You use the Deduplication Utility to help identify and flag duplicate items after they have been imported into a case. Using it can help you to significantly reduce the time it takes to analyze and process documents.
This utility may be used if deduplication was not performed by ED Loader or Turbo Import during the import process, or if deduplication was not done by using the Inter-Case Deduplication utility. See the Deduplication Information topic for more information.
Note the following important considerations before you deduplicate records: •If you use the internal Deduplication Utility after the case has been deduplicated against other cases using the Inter-Case Deduplication, a combination of internal and external duplicates could result. Combining internal and external duplicates can cause problems when purging, filtering, or reviewing duplicate records. •Proceeding with the internal deduplication after clicking the Yes I understand and wish to continue button will result in the external deduplication database being placed in Rebuild/Flush mode. At this point, the current case should be removed from the external database. •Before you run the internal deduplication, it is recommended that you reset deduplication flags. See To reset deduplication log status section below. Run this procedure to prevent the mixture of internal and external duplicates. For more information, see Inter-Case Deduplication. |
1.In the main window, on the Tools menu, click Deduplication Utility. The Info tab of the Deduplication Utility dialog box opens.
2.If the case has not been already deduplicated using the Inter-Case Deduplication utility, then click the Load button.
Deduplication statistics for the LAW case are displayed, including the number of duplicates at the global- or custodian-level and the number of root duplicate records. •If deduplication has not yet been performed on the records, the values for each displayed item will be zero. •If records had been deduplicated externally, two additional rows show the number of records deduplicated externally and the name and location of the external deduplication database.
|
1.In the main window, on the Tools menu, click Deduplication Utility. 2.Click the Tools tab. 3.In the Deduplication Status Reset area, click Run.
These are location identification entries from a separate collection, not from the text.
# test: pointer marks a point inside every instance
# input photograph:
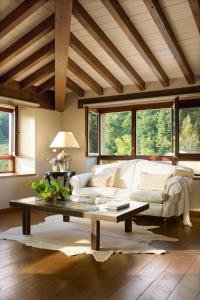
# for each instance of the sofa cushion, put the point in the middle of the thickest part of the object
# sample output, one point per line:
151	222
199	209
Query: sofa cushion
149	196
152	182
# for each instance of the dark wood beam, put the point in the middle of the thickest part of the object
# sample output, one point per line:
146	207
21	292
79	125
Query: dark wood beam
28	63
27	40
38	75
129	29
89	24
45	86
80	73
19	14
195	8
63	11
139	95
12	90
95	63
73	86
165	29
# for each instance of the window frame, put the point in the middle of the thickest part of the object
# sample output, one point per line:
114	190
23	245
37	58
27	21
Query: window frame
11	157
175	105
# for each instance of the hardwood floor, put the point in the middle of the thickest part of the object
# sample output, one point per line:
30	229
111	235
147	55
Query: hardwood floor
28	273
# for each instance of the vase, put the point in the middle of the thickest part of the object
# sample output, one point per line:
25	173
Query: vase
55	168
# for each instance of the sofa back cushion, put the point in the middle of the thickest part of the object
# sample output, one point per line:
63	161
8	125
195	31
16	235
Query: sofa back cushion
152	182
150	167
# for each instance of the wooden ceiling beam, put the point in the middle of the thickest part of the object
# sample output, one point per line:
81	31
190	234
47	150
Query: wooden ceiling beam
89	24
12	90
27	40
129	29
45	86
80	73
87	55
38	75
63	11
18	15
28	63
140	95
74	87
195	8
165	29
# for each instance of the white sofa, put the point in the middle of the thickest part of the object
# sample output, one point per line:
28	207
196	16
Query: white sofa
165	201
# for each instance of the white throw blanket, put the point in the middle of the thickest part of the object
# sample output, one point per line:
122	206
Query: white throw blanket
185	188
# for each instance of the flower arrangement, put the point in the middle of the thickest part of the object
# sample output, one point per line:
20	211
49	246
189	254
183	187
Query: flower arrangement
50	191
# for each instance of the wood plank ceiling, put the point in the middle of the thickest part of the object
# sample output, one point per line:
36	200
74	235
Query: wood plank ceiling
51	47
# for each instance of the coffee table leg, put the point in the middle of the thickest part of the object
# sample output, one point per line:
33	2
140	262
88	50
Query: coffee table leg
95	234
128	225
26	224
66	218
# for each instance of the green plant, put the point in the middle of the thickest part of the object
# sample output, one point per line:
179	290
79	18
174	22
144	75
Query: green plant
52	190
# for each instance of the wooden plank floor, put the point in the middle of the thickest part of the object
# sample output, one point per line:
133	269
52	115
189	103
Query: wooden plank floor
28	273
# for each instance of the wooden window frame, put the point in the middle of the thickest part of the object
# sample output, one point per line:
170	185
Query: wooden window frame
176	104
11	157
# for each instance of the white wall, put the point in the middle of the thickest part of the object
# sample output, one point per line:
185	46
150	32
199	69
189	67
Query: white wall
47	123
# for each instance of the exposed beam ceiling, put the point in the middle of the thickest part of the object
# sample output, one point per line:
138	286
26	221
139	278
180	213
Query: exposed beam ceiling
28	63
45	86
19	14
48	84
80	73
164	27
139	95
95	63
195	7
27	40
63	11
129	29
73	86
38	75
84	18
12	90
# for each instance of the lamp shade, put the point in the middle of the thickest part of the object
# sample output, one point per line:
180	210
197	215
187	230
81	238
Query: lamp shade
64	139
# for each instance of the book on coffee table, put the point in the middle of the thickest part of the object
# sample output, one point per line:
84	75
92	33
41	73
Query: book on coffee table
117	204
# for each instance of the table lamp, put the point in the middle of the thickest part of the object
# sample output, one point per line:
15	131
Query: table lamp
64	140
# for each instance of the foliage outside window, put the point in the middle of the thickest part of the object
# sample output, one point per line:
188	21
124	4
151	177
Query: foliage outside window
189	130
6	160
93	133
116	133
154	132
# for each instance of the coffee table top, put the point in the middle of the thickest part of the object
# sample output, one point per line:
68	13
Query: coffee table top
84	207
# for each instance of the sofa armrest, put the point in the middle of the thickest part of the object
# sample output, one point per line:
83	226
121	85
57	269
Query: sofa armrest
80	181
174	185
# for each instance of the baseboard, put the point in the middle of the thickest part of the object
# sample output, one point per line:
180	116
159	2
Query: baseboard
8	209
194	213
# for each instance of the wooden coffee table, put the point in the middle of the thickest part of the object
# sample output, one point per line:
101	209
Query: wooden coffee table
84	208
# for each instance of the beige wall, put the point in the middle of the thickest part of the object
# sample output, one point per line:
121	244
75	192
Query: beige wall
47	123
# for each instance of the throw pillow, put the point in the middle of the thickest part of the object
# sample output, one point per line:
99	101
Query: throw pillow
153	182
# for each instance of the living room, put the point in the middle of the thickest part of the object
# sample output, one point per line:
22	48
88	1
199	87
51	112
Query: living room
129	93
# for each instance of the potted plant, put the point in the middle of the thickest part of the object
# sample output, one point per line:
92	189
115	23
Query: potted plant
50	191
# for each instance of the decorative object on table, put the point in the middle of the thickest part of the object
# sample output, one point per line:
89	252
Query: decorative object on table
64	140
50	191
55	162
74	238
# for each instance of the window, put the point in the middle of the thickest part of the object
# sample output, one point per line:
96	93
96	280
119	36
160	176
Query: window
6	140
189	130
167	131
93	133
116	131
154	132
The deduplication log and deduplication-related fields for all the case records are reset. The case returns to a state as if deduplication has never been performed.
|
1.In the main window, on the Tools menu, click Deduplication Utility. 2.Click the Tools tab. 3.In the Verify Duplication Log area, click Run. The CloudNine™ LAW deduplication fields that were updated as a result of inter-case deduplication are reset. See Inter-Case Deduplication for more information. However, iitems from external deduplication databases are not reset. As mentioned above, it is recommended to run this command on a case before running the deduplication process via the Deduplication Utility if a case has already been deduplicated using the Inter-Case Deduplication utility. The Verify Deduplication Log tool will verify that all entries in the log exist in the LAW case. This tool is included for troubleshooting purposes and does not check external deduplication databases.
|
The Apply Duplicate Relationships command populates the following fields for the original files that have duplicate files in a case: •DupCustNames •DupCustPaths •DupParentName •DupParentPath The fields indicate the custodian name and location of the duplicate files and the parents of the duplicate files. For more information about these fields, see Field Descriptions.
1.In the main window, on the Tools menu, click Deduplication Utility. 2.Click the Tools tab. 3.In the Apply Duplicate Relationships area, click Run. Clicking Run starts the command. When the process is completed the Duplicate Relationship Update Status dialog box opens. The Duplicate Relationship Update Status dialog box indicates whether duplicate custodian and path relationships were successfully updated, and indicates the total number of document families that were updated, the total number of files updated, and the amount of time it took for the process to complete. 4.Click OK to close the Duplicate Relationship Update Status dialog box.
|
The Settings tab contains processing and processing range options. •Working digest - This setting is used to select the hash key to be used for determining duplicates. The hash values are obtained through metadata fields (e-mail) or by hashing the entire file (e-docs). CloudNine™ LAW provides two hash keys to choose from: MD5 (128-bit output) and SHA-1 (160-bit output). •Test for duplicate against (Scope) - This setting pertains to the scope in which duplicates are tested. Deduplication can be performed at one of two levels: Case Level (globally deduplicates against all records in the database) or Custodian Level (deduplicates against records with the same custodian value). •Only test untested records - When enabled, this option will force LAW to only process records that have not been tested previously in the deduplication process. This feature may be useful when a case has been deduplicated previously and then new records are added (and deduplication was not enabled during the import). If the "Only test records with selected custodians" option is also enabled, only untested records with the specified custodian values will be tested. •Only test records with selected custodians - When enabled, this option allows the specification of one or more custodians and forces LAW to process only records with those custodians during deduplication. •Click the Select button to launch the Custom Value Selection [Custodian] dialog. •Check the boxes beside the custodians to include them in the deduplication process. •The Reset button can be used to reset any options that were modified in the current session. Click Start to initialize the deduplication process.
|